I need to refrain from 'I believe', or 'I think' and adopt 'my opinion'.

To RZ (did I post this?): I did not imply that the only alternative to the republican party is the democratic party as you assumed; alternatives could include Libertarianism, Socialism and anything in between. While any political party could find itself entangled in creationism, (and consequently sacrificing any possible commitment to the tenets of science), the Republican party is the only one that has arguably done so. As a result, in order to preserve my own commitment to scientific integrity, I must reject any organization that has sacrificed their commitment.
Personally, I would support most Libertarian or Socialist beliefs before I would support a party that accepts a religious fundamentalism in high public office.

Now that the LHC hasn't destroyed the planet, I think it is safe for us to finally say, Chicken Little was full of shit.


9·13·08
"...momentary masters of a fraction of a dot."
I have never been able to understand the desire for power and praise.

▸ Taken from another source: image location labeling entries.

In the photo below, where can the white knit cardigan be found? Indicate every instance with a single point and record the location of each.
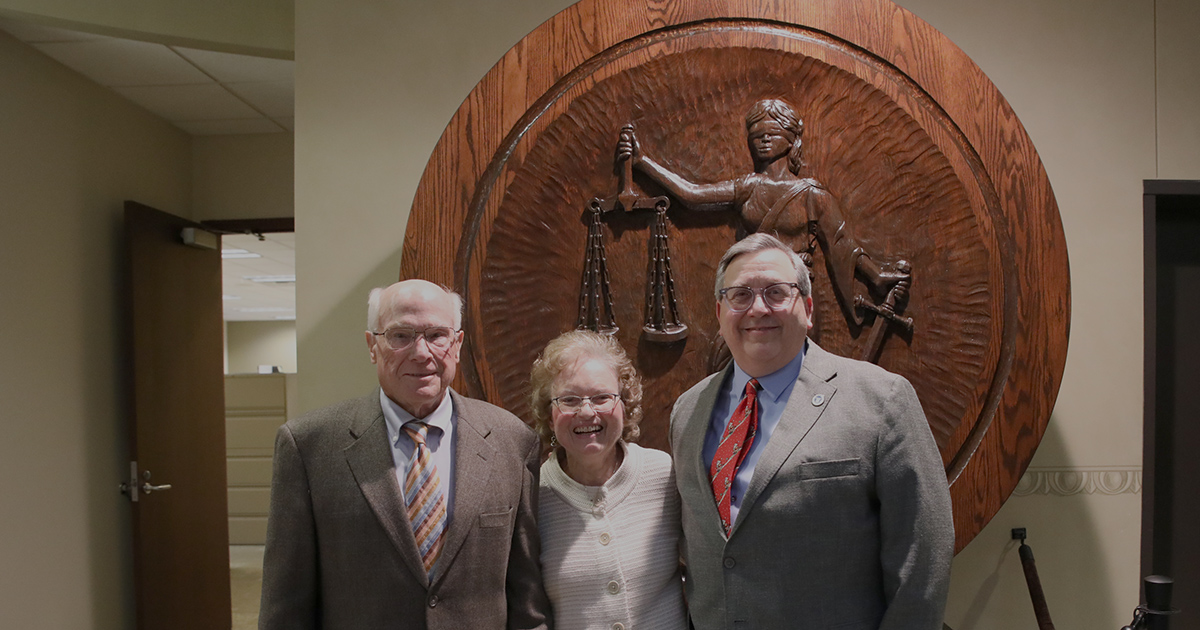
(610, 555)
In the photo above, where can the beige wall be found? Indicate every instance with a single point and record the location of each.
(250, 345)
(377, 83)
(246, 27)
(243, 177)
(72, 153)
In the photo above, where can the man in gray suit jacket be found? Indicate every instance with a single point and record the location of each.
(341, 546)
(838, 510)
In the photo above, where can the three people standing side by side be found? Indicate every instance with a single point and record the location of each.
(609, 513)
(805, 489)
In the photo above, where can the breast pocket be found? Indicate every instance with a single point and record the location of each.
(496, 520)
(828, 469)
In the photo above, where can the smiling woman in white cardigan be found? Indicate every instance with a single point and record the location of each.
(609, 510)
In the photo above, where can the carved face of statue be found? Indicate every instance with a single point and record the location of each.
(768, 141)
(415, 377)
(763, 340)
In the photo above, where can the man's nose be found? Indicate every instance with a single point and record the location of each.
(759, 304)
(421, 347)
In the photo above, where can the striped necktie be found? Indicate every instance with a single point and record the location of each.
(426, 504)
(732, 450)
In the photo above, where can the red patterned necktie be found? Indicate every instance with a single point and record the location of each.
(424, 499)
(732, 450)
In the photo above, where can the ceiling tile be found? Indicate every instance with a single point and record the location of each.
(228, 67)
(37, 34)
(125, 63)
(226, 127)
(274, 99)
(190, 102)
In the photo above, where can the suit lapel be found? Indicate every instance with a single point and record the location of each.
(799, 415)
(370, 459)
(691, 447)
(471, 479)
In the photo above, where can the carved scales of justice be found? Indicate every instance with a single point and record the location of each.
(661, 323)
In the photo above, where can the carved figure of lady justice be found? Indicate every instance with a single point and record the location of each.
(775, 199)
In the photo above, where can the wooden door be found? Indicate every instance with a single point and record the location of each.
(177, 425)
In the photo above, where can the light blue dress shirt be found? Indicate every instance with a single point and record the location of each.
(777, 388)
(439, 439)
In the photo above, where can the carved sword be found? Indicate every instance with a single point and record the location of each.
(885, 315)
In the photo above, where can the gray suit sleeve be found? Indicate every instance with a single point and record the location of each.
(527, 601)
(917, 528)
(289, 563)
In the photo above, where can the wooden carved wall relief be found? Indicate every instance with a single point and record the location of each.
(598, 173)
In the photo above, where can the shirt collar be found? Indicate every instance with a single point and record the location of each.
(773, 384)
(397, 418)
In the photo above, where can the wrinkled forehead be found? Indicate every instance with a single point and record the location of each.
(417, 309)
(760, 268)
(768, 126)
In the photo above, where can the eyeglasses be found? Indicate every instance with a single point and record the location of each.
(600, 403)
(401, 339)
(774, 297)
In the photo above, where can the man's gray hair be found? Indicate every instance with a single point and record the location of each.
(759, 243)
(377, 293)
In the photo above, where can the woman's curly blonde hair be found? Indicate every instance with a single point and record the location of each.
(564, 351)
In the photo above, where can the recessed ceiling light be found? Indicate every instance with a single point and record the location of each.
(239, 253)
(289, 277)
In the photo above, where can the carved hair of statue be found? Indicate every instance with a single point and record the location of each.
(789, 119)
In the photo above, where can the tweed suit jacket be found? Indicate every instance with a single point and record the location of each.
(340, 550)
(846, 522)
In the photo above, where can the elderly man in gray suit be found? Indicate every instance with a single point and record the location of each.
(412, 508)
(814, 495)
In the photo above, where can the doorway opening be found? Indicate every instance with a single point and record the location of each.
(258, 304)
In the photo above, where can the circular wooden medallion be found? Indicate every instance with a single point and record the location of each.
(909, 154)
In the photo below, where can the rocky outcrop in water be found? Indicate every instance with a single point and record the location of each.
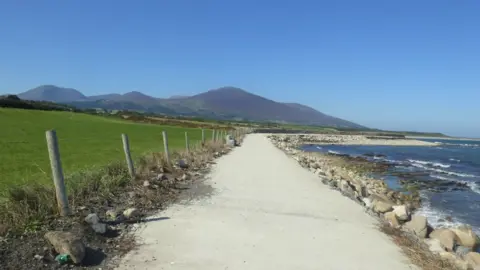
(393, 207)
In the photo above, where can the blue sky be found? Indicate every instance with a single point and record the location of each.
(402, 65)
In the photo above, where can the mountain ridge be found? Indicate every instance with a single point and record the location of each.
(221, 103)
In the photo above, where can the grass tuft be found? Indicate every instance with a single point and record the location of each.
(417, 251)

"Consider again that dot. That's here. That's home. That's us. On it, everyone you love, everyone you know, everyone you've ever heard of, every human being who ever was lived out their lives. The aggregate of all our joys and sufferings; thousands of confident religions, ideologies and economic doctrines; every hunter and forager; every hero and coward; every creator and destroyer of civilizations; every king and peasant, every young couple in love; every mother and father; every hopeful child; every inventor and explorer; every teacher of morals; every corrupt politician; every supreme leader; every superstar; every saint and sinner in the history of our species, lived there -- on a mote of dust suspended in a sunbeam."
"The Earth is a very small stage in a vast cosmic arena. Think of the endless cruelties visited by the inhabitants of one corner of this pixel on the scarcely distinguishable inhabitants of some other corner. How frequent their misunderstandings; how eager they are to kill one another; how fervent their hatreds. Think of the rivers of blood spilled by all those generals and emperors so that in glory and triumph they could become the momentary masters of a fraction of a dot. Our posturings, our imagined self-importance, the delusion that we have some privileged position in the universe, are challenged by this point of pale light."
"Our planet is a lonely speck in the great enveloping cosmic dark. In our obscurity -- in all this vastness -- there is no hint that help will come from elsewhere to save us from ourselves. Like it or not, for the moment, the Earth is where we make our stand."
"It has been said that astronomy is a humbling and character-building experience. There is perhaps no better demonstration of the folly of human conceits than this distant image of our tiny world. It underscores our responsibility to deal more kindly with one another, and to preserve and cherish the only home we've ever known: the pale blue dot."
-Carl Sagan (another dead hero)

When she said, "...I'm not going to disagree with the point that they make, that, man's activities, can be, attributed, to, changes" (at about 1 minute left)—was she misspeaking, completely ignorant of the actual situation, or, (hopefully the most unlikely), so uninformed of science that she has failed to comprehend simple causality? (It is difficult to imagine her being that ignorant.)


9·14·08
How embarrassing that in our most spectacular moments, we recite irrelevant passages from ancient books.

Whim. Passion.


9·15·08
There is a line in the movie Contact, in which a man who believes in a god, asks a woman who he loves, (who does not believe in a god), whether she really considers the 95% of mankind that believes in a god of some sort is delusional. I would like to express my support for the delusional interpretation, and I would like to expand upon it with evidence that our mass delusion is not limited to mysticism like a god, or fringe like UFOs. No, humans harbor delusion in a great many ways, in a natural sense. I took a moral quiz last night, at yourmorals.org and it made me realize that in certain situations, although I have a moral stance, I would not follow it. I began to realize that I had a sense of what was right and what was wrong in the situation, but I would ignore the right, and choose the wrong, in spite of my moral sense. For me to walk around and declare myself a moral person is for me to be delusional. We travel through entire lives, rarely grasping how wrong we might be about this or that thought that we fervently defended the moment preceding. We fail to comprehend the temporal and spatial scales in which we find ourselves. No one has ever comfortably come to terms with quantum mechanics, humanity's most accurately verified scientific theory. We live out our temporally limited lives within a few miles of the surface of Earth, oblivious to the harm we might impose on others simply by pursuing our desires, and maybe rightly so.
I know now that my extremely liberal tendencies are exactly that: extreme. I know that my beliefs are very unrealistic. And yet I still believe them. I cannot help but suddenly relate to Donald Knuth who, despite his well informed concept of physical reality, continued to believe in a god of some sort. Oddly, I still struggle to comprehend the situation in which such a brilliant man can believe such nonsense (a sentiment he seemed to find agreeable), and so to reconcile the situation, I will simply apply this new found acceptance of contradiction. I simply chalk up my inability of acceptance to another instance of my own inability to comprehend his contradictions.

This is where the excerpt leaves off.